Constructed of Deer Island granite, Indiana limestone, and marble, we know about the architects of the Worcester Memorial Auditorium, but we don’t often have the chance to learn more about the skilled artisans who helped build it.
Well, luckily for us, history lovers have a way of finding each other. Over the summer, we received an email from Justin van Deursen, who told us that his great grand uncle, Enrico Liva, an Italian stone carver, had carved several of the decorative panels that grace the exterior of the Worcester Memorial Auditorium. Van Deursen has been researching and writing a biography about his stone carving ancestors, when he came across a reference to the Auditorium. After examining the building on Google Street View, he realized he had at least 6 photos of the carvings that his great grand uncle made for the building in his studio in Bedford, Indiana. Justin generously shared these images, as well as more information about Enrico Liva, which we have shared below with permission.

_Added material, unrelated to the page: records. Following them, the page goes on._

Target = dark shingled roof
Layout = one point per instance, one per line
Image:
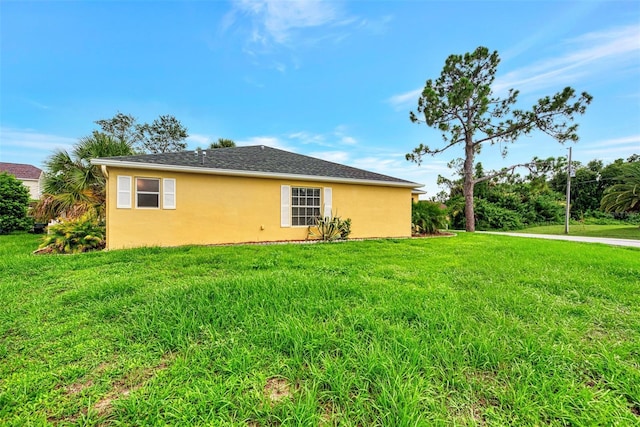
(21, 171)
(257, 158)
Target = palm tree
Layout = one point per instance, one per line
(73, 186)
(624, 196)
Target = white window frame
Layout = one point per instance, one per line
(296, 204)
(148, 192)
(123, 192)
(168, 193)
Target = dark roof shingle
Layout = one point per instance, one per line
(257, 158)
(21, 171)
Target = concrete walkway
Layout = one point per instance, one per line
(603, 240)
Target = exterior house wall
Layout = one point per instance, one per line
(213, 209)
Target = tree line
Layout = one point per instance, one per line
(461, 105)
(74, 187)
(513, 201)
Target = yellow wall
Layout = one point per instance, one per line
(214, 209)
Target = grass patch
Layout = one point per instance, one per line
(476, 329)
(625, 231)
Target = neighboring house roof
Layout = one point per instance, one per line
(21, 171)
(256, 160)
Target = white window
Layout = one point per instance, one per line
(305, 205)
(123, 200)
(168, 193)
(148, 193)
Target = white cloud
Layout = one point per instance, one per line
(307, 137)
(28, 138)
(591, 53)
(633, 139)
(269, 141)
(406, 99)
(198, 140)
(601, 52)
(29, 146)
(610, 149)
(275, 20)
(331, 156)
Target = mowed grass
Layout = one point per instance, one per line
(625, 231)
(469, 330)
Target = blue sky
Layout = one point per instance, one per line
(334, 80)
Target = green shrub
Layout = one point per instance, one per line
(490, 216)
(82, 235)
(330, 228)
(427, 217)
(14, 202)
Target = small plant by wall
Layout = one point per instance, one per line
(330, 228)
(427, 217)
(82, 235)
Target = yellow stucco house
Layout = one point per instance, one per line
(244, 194)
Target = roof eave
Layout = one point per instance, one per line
(249, 174)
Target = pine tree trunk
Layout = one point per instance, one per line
(467, 189)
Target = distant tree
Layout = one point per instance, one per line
(223, 143)
(625, 195)
(165, 134)
(460, 103)
(122, 127)
(14, 202)
(72, 185)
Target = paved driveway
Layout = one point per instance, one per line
(603, 240)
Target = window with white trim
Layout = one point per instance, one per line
(148, 193)
(305, 205)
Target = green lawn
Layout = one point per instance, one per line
(470, 330)
(624, 231)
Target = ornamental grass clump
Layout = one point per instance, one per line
(330, 228)
(82, 235)
(427, 217)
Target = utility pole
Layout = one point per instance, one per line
(566, 213)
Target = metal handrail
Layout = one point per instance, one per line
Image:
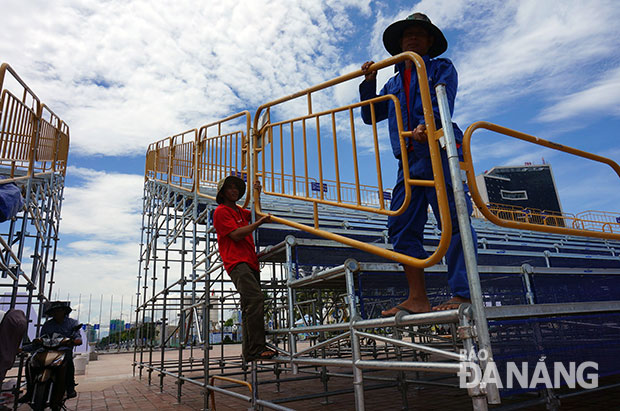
(33, 140)
(467, 165)
(264, 136)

With a building as large and impressive as the Auditorium, the exterior details add to the overall impression, but don’t always get their due. Taking in the giant Classical Revival structure, we see the massive Doric columns and a decorated frieze, but how often do we really stop and pay attention to the details?
Seeing these images from Liva’s stone carving studio brings these figures into focus and shows us how incredibly intricate they are, and how skillfully they were made. Can you spot where the carvings show up on the building’s front facade?

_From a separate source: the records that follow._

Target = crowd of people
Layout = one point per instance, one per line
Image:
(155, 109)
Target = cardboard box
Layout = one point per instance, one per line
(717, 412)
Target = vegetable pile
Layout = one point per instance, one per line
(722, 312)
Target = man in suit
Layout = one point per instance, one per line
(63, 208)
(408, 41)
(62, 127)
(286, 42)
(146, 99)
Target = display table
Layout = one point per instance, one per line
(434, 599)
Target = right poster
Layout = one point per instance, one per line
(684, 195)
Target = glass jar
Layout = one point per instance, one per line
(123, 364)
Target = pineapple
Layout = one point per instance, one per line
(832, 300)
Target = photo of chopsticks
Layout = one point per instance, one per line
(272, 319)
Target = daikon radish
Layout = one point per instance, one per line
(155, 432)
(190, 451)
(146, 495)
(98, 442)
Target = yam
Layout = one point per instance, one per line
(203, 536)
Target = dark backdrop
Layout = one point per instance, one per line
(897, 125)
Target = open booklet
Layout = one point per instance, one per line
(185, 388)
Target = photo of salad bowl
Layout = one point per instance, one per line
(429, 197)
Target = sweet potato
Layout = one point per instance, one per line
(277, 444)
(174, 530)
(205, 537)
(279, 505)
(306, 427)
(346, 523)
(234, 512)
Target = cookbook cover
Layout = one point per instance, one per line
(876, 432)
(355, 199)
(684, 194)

We are so thankful to Justin for taking the time to share these images and this fascinating family history with us. We look forward to learning more about Enrico Liva and his family in the future!
ENRICO G. LIVA was the tenth of eleven children of Giusto Liva and Margherita Visentin Liva, born in Savona, on the coast of Italy, on August 24, 1889. His father and five brothers were sculptors, painters and ornamental plaster artists whose work brought them to various places in Europe including Norway, Russia and Sweden, as well as a variety of cities in Italy. “Harry” received his grammar and fine art education in Palermo, Sicily, under Professor Francesco Crocivera, while his family was producing architectural embellishments for the Teatro Massimo opera house. He moved to New York in 1904 and obtained a card in the Journeymen Stone Cutters’ Association the following year. Per the Encyclopedia of American Biography, 1934, his career involved working for Williams Stone Company in the Bronx, NY and Gilbertson Stone Company on Long Island. He married Maria Assunta Zito (1890-1977) in Hoboken, NJ in 1910.

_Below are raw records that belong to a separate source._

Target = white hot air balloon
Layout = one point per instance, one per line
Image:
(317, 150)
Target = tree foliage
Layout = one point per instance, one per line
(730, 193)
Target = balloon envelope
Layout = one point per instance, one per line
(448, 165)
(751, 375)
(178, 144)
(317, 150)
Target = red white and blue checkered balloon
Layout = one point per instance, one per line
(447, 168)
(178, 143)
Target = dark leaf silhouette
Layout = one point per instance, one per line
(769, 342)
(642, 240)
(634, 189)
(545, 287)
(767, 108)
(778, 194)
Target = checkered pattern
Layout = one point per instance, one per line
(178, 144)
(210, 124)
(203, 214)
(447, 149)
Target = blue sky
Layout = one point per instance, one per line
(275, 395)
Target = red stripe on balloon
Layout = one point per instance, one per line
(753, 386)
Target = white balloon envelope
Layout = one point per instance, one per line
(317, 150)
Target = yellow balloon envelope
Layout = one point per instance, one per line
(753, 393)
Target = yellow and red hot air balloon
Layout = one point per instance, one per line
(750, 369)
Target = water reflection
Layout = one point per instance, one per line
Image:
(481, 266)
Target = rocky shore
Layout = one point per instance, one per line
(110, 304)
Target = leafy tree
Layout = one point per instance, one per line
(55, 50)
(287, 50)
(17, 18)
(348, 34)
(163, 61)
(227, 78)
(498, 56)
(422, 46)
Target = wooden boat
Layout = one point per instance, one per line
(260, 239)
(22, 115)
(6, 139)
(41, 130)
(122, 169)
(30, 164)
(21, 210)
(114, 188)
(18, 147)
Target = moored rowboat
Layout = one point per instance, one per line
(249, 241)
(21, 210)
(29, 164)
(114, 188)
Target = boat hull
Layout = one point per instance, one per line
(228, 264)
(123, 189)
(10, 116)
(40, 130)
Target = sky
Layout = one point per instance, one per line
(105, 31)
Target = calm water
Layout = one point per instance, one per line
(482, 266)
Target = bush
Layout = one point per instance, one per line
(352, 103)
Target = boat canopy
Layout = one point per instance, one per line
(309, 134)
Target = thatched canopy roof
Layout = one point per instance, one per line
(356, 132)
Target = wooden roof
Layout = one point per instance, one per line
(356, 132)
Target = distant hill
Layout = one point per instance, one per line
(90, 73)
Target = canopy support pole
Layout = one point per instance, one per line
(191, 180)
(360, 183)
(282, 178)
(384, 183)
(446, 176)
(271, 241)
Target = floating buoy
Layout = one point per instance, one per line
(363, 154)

Harry’s family remained on the East Coast, but on July 1, 1911 he began working for the Charles C. Ingalls Stone Company of Bedford, IN. His first project was to carve stone on-site at the newly constructed Rice Hotel in Houston. He stayed with Ingalls Stone Company for the rest of his career and worked as a designer, architect and head of the stone carving department. He was one of the first two Italians in the stone belt, which supplied limestone to major construction projects through the building boom of the 1920s and onward. He retired after 33 years as chief carver, with 22 men working for him. He had the longest tenure in the company’s history, only surpassed by his son, Luigi Liva (1910-1989), (also known as Louis or Gigi) who worked for Ingalls for 34 years, mostly under his father’s leadership. Their work can be found throughout the country.
Harry worked tirelessly and continued with projects in his home studio in Bedford after work each day and volunteered his skills for organizations he cared about. He was considered one of the foremost carvers in the stone belt and was able to turn down commissions such as carved panels for the U.S. Senate chamber in Washington, D.C., because he would have been away from his family for too long. Highlights of his career include the Shrine of the Little Flower in Royal Oak, MI, Kirk in the Hills in Bloomfield Hills, MI, the Chrysler Building in New York, the Gettysburg Address text panels at the Lincoln Memorial, Archives Building in Washington, DC, Scottish Rite Temple in Kansas City, Duke University Chapel, Masonic Temple in Waco, TX and the Stephen Foster Memorial in Pittsburgh, among many others.
Harry and Maria had six children; Luigi “Louis”, Emil, Gilda, Aurelio, Adele and Margherita.
Harry died April 30, 1963 and is buried with his beloved wife in Cresthaven Memory Gardens in Bedford, IN.